Le emozioni possono indurre stati cerebrali interni che persistono per un lungo periodo anche dopo la fine dell'evento che le ha causate. Lo ha scoperto un team di ricercatori della New York University, che ha ribattezzato questo stato “emotional hangover”, ubriacatura emozionale.

Hangover da emozioni – Lo studio, comparso sulla rivista Nature Neuroscience, mostra come questo “hangover” (parola utilizzata in inglese per indicare i postumi dell'alcol) influenzi anche il modo in cui ricordiamo le varie esperienze e ci prepariamo a quelle future.

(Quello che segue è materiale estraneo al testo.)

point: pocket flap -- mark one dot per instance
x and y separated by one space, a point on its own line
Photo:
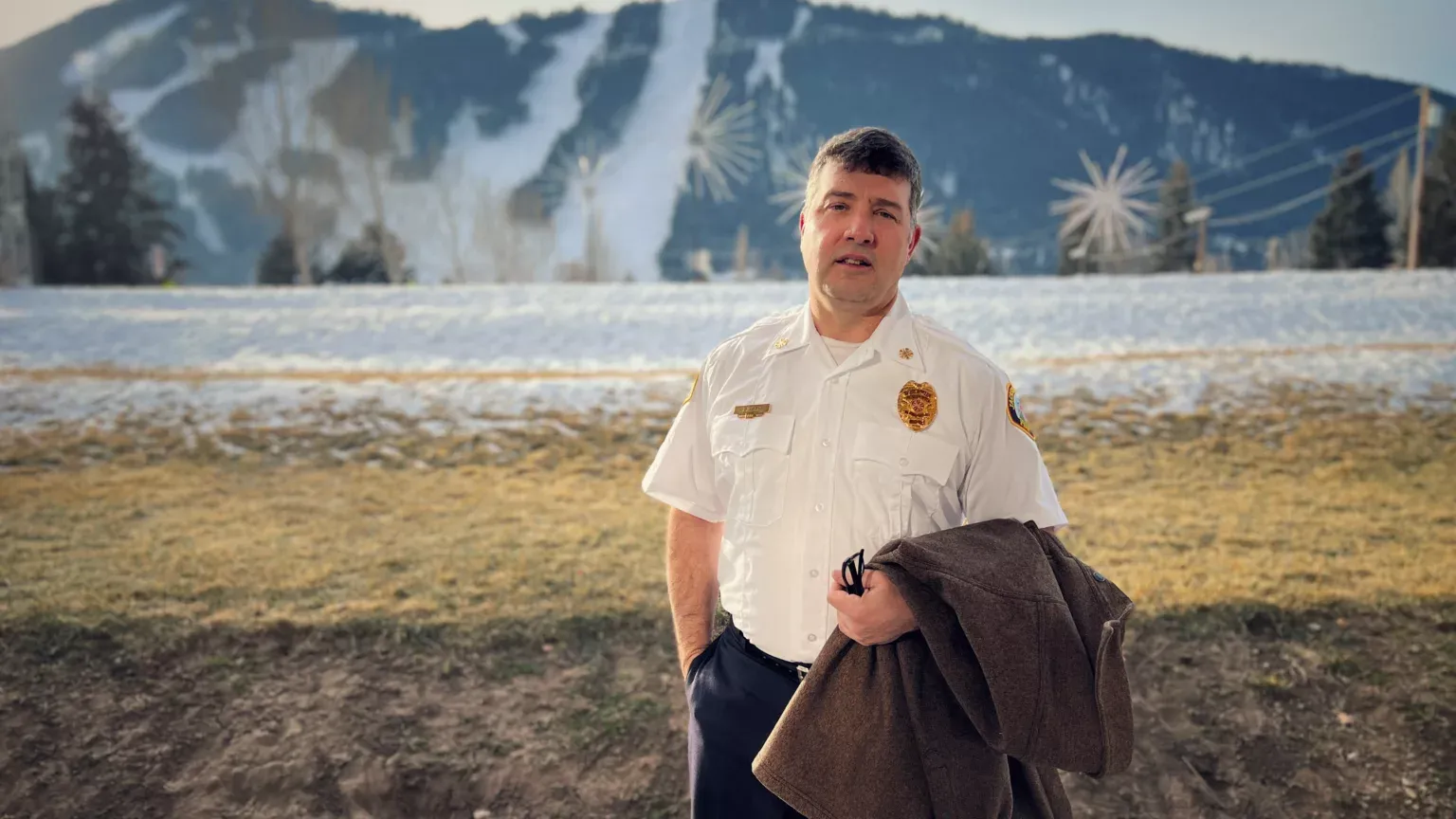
741 436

L'influenza sui ricordi – "La maniera in cui ricordiamo gli eventi non è soltanto una conseguenza di come viviamo il mondo esterno, ma è fortemente influenzata dai nostri stati interni – spiega Lila Davachi, professoressa del Dipartimento di Psicologia e del Centro di Scienze neurali della New York University, autrice dello studio – e questi stati interni possono perdurare e influenzare le esperienze future".

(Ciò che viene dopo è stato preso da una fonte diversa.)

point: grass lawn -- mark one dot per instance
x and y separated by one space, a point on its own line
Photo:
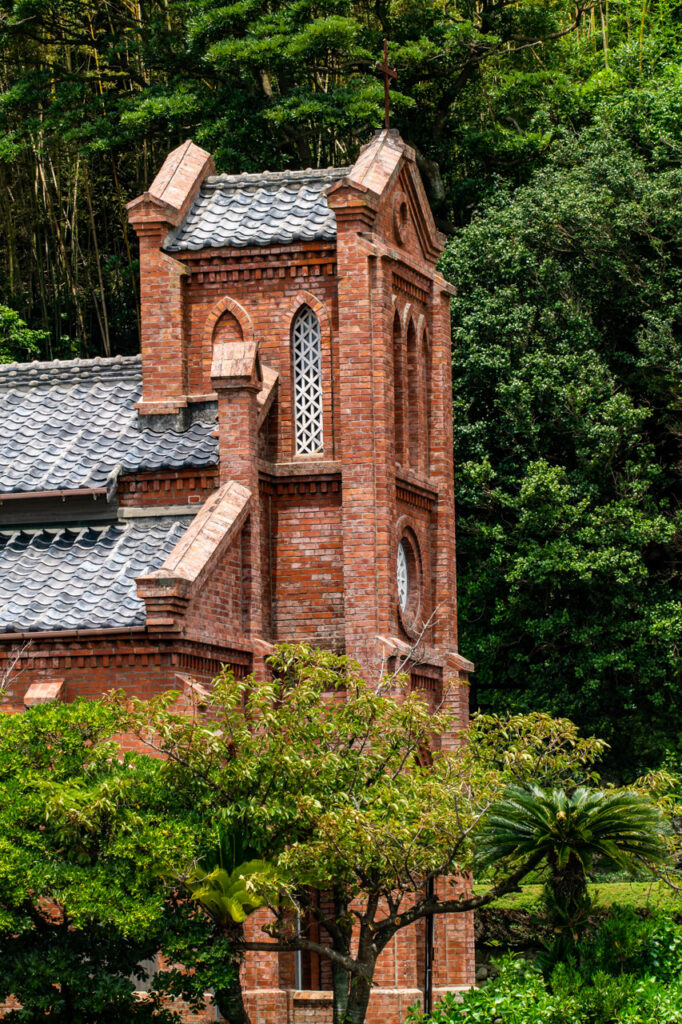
638 895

Le emozioni servono a ricordare meglio anche gli eventi "neutrali" – Finora sapevamo che le esperienze emozionali vengono ricordate meglio di quelle che non provocano emozioni, ma il nuovo studio dimostra che anche queste ultime, se seguite a esperienze emozionali, rimangono maggiormente impresse nella memoria. Per verificarlo, i ricercatori hanno sottoposto un gruppo di soggetti alla visione di una serie di immagini con contenuto emotivo prima di una serie di immagini neutrali, e un altro gruppo alla visione delle stesse, ma ad ordine invertito.

Ebbene, in un successivo test di memoria i membri del primo gruppo hanno ricordato più immagini neutrali di quelli del secondo. "Abbiamo dimostrato – conclude la dottoressa Davachi – che anche la memoria delle esperienze non emozionali migliora se queste avvengono dopo eventi caratterizzati da un forte contenuto emotivo".